I did get half way through making a --stat flag for lsjson (or maybe an rclone stat command would be better)

This would produce a single lsjson entry about the directory or the file.

...

What you could to is use this

$ rclone rc --loopback operations/list fs=/tmp/file remote=
2021/03/05 11:48:27 Failed to rc: loopback call failed: is a file not a directory
$ rclone rc --loopback operations/list fs=/tmp/dir remote=
{
	"list": []
}

I think that should be 100% reliable

Hey Nick,

Interesting... not sure what that rc command and options you list out is supposed to be doing really but I did just try it and I noticed that it returns the same result for an empty but existing dir as for a non-existent path and the same for a container/bucket dir. Basically all 3 cases return a json with a "list" key that is an empty array.

I like your idea of a rclone stat or a --stat flag. It would be great if when called on any path, it would report on whether it is a file, a dir, a container/bucket dir, or non-existent path.
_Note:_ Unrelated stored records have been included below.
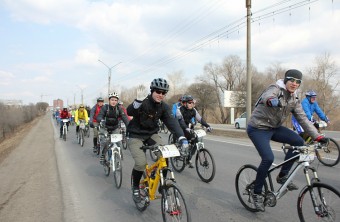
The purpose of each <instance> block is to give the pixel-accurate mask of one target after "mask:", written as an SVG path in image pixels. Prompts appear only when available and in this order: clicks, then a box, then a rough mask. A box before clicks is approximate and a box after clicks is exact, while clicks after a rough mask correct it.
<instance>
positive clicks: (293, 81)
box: [287, 77, 302, 84]
mask: <svg viewBox="0 0 340 222" xmlns="http://www.w3.org/2000/svg"><path fill="white" fill-rule="evenodd" d="M287 79H288V80H289V81H291V82H296V83H297V84H301V82H302V80H301V79H295V78H294V77H287Z"/></svg>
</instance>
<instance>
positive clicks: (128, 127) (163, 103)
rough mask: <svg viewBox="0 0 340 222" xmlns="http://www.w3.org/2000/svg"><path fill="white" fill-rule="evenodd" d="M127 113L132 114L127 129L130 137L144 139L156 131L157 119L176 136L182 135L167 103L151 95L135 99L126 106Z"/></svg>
mask: <svg viewBox="0 0 340 222" xmlns="http://www.w3.org/2000/svg"><path fill="white" fill-rule="evenodd" d="M126 110H127V113H128V115H129V116H132V117H133V118H132V120H131V121H130V123H129V125H128V127H127V131H128V132H129V136H130V137H131V138H133V137H135V138H136V137H137V138H143V139H146V138H148V137H150V136H152V135H153V134H156V133H158V130H159V126H158V121H159V120H162V121H163V122H164V124H165V125H166V126H167V128H168V129H169V130H170V131H171V132H174V133H175V136H177V138H179V137H181V136H184V133H183V130H182V129H181V127H180V126H179V123H178V121H177V120H176V119H175V118H174V116H173V114H172V112H171V109H170V107H169V106H168V104H166V103H164V102H161V103H157V102H155V101H154V100H153V99H152V96H151V95H149V96H147V97H146V98H145V99H144V100H143V101H138V100H135V101H134V102H133V103H132V104H130V105H129V106H128V107H127V109H126Z"/></svg>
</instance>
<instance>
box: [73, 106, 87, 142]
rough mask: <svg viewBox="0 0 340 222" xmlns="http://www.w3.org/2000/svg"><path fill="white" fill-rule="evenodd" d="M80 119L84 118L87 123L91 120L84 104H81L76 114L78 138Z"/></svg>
mask: <svg viewBox="0 0 340 222" xmlns="http://www.w3.org/2000/svg"><path fill="white" fill-rule="evenodd" d="M79 120H84V121H85V124H86V125H87V124H88V122H89V118H88V114H87V111H86V109H85V107H84V105H80V106H79V109H77V110H76V112H75V114H74V121H75V123H76V124H77V127H76V134H77V138H78V132H79V124H80V122H79Z"/></svg>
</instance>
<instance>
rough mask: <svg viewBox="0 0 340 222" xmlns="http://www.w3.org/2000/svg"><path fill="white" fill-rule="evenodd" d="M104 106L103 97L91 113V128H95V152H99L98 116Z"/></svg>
mask: <svg viewBox="0 0 340 222" xmlns="http://www.w3.org/2000/svg"><path fill="white" fill-rule="evenodd" d="M103 105H104V99H103V98H102V97H98V99H97V104H96V105H94V106H93V107H92V109H91V112H90V127H91V128H93V152H97V149H96V147H97V142H98V129H97V127H98V125H99V122H98V121H97V116H98V114H99V112H100V109H101V108H102V107H103Z"/></svg>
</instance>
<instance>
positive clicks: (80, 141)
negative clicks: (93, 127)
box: [79, 129, 85, 147]
mask: <svg viewBox="0 0 340 222" xmlns="http://www.w3.org/2000/svg"><path fill="white" fill-rule="evenodd" d="M79 136H80V146H82V147H83V146H84V140H85V139H84V131H83V130H82V129H81V130H80V135H79Z"/></svg>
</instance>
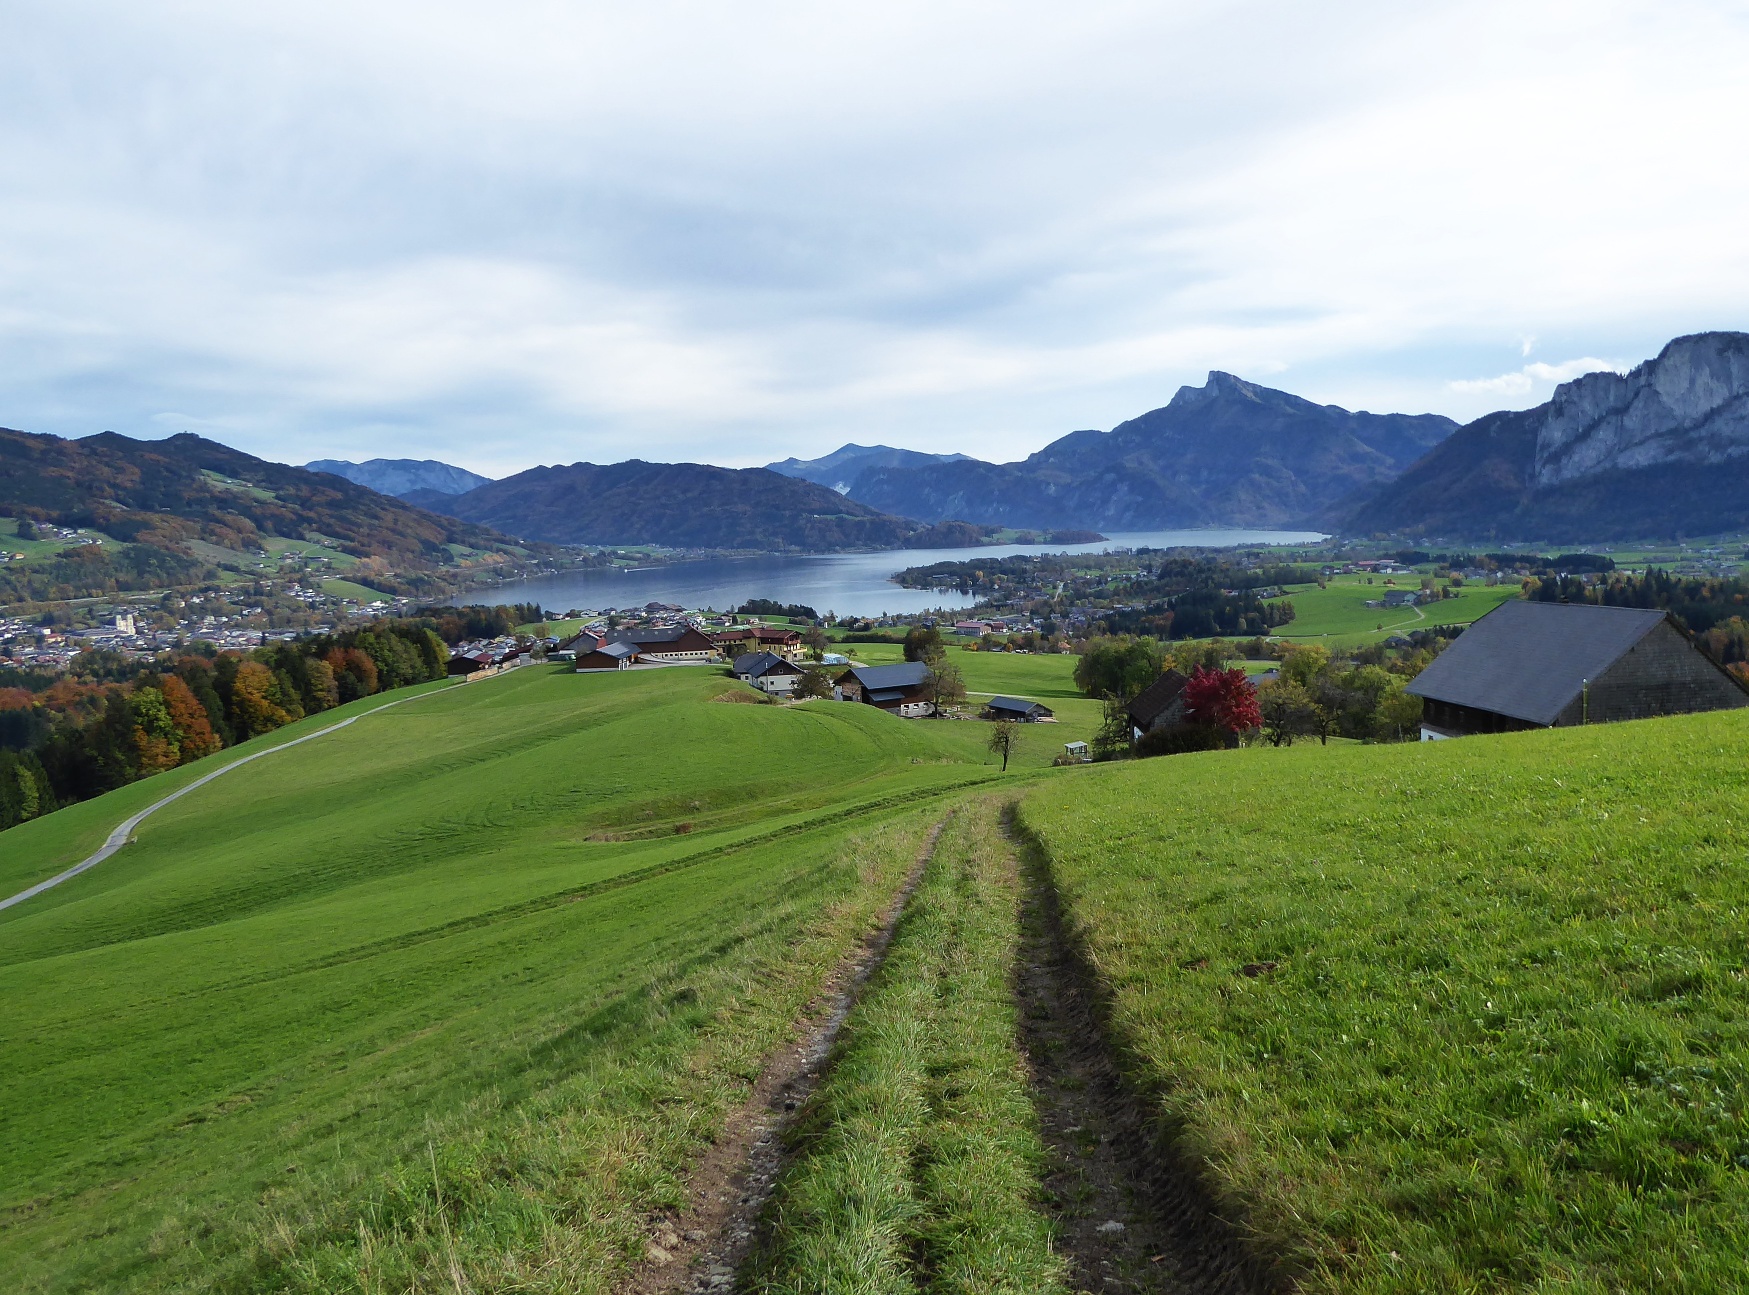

Perhaps a rclone exists would be useful as well that could really just internally call rclone stat and determine if the path exists or not.

I don't think you said which file system you are using, but it sounds like s3 or swift - something bucket container based.

In that case the above won't work for non-existent directories. On bucket based systems, directories don't actually exist at all so you are quite at liberty to list a non-existing one.

I think we should make an issue about this. I've got some half finished code and I should probably attach it to the issue.

Can you please make a new feature request issue on github so we've got a record of it.